Un jeu de plateau type jeu de l’oie avec questions/réponses sur les mines, les mineurs et la géologie.

Ballade virtuelle en souterrain

Entrez en immersion dans les profondeurs de la terre dans une ancienne galerie minière ou d’anciennes carrières souterraines. L’animation se présente en deux temps : visionnage d’une vidéo sur l’acquisition et le traitement de données 3D en souterrain (5’ environ), puis visite virtuelle en milieu souterrain ou en surface au-dessus des vides : chacun votre tour, muni d’une souris 3D, vous pourrez vous déplacer au sein du nuage de point 3D. Cette animation propose d’appréhender de manière ludique l’existence des vides souterrains et des problématiques associées, ainsi qu’une technique innovante d’acquisition de données géométriques à l’aide d’un scanner laser portatif.

Eau'secours !, un atelier sur le partage de l'eau pour les 7-11 ans

Au sein du Village des sciences de Montpellier, le BRGM propose Eau'secours !, un atelier sur le partage de l'eau pour les 7-11 ans.

D'où vient et où va notre eau ? De quelles eaux parle-t-on ? En période de sécheresse, on fait comment ? Dans cet atelier, on dessinera, analysera et débattra du partage de l'eau.

L’ UMR Gestion de l’Eau, Acteurs, Usages, regroupe des scientifiques de toutes disciplines travaillant ensemble sur les questions de gestion intégrée et adaptative de l’eau (INRAE, Cirad, Ird, BRGM, Institut Agro Montpellier, AgroParisTech).

La géologie dans tous ses états

Au sein du Village des sciences de Besançon, les scientifiques du BRGM tentent de mieux comprendre la Terre pour répondre à des problématiques sociétales.

Les enjeux actuels replacent la géologie au cœur des problématiques de notre société : que ce soit les crises sécheresses en lien avec le changement climatique, l’aménagement du territoire face aux risques naturels, le besoin de ressource minérale pour approvisionner les industries ou la géothermie pour accompagner la transition énergétique.

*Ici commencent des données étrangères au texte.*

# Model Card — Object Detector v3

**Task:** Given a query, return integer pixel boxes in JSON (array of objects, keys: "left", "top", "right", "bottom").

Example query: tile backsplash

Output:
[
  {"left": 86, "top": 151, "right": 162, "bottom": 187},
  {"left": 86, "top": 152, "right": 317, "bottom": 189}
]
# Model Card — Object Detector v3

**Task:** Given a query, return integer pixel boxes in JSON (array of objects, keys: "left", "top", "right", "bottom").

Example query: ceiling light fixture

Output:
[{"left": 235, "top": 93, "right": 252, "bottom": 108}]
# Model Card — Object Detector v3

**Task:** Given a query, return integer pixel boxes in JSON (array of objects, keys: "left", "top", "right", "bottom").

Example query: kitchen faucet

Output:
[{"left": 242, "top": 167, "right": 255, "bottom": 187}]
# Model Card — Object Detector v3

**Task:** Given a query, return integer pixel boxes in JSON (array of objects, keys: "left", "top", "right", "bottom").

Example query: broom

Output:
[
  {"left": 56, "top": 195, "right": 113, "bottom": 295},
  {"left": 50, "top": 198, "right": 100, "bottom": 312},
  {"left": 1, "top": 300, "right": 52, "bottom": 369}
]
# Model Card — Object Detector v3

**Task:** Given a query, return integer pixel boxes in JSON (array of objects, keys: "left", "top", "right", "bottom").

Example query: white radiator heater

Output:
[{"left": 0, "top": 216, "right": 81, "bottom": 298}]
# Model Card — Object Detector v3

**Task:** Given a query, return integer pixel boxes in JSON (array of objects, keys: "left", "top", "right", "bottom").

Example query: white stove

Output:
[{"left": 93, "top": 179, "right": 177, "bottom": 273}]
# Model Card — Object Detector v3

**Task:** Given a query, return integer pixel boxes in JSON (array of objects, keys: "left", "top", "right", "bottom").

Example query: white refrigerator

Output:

Les enjeux et défis des géosciences en Martinique

De la formation des rivières, à la couleur du sable, venez comprendre ce qui façonne le paysage de la Martinique.

Les géosciences occupent une place majeure dans l'adaptation des nos sociétés aux enjeux actuels et notamment face aux risques naturels, aux changements climatiques et à la transition énergétique. Le BRGM présentera les différents enjeux et défis sur le territoire de la Martinique :

  • l'eau souterraine en Martinique : quelle ressources, quelle qualité ?
  • l'érosion des plages : quel changement pour l'avenir ?
  • les glissements de terrain : comment appréhender la vulnérabilité du territoire pour réduire les risques ?

Une partie du stand sera aussi consacrée à la présentation de la géologie de Martinique grâce à l'exposition de poster, d'échantillons de roches, représentatifs et en lien, avec les sites remarquables de notre île.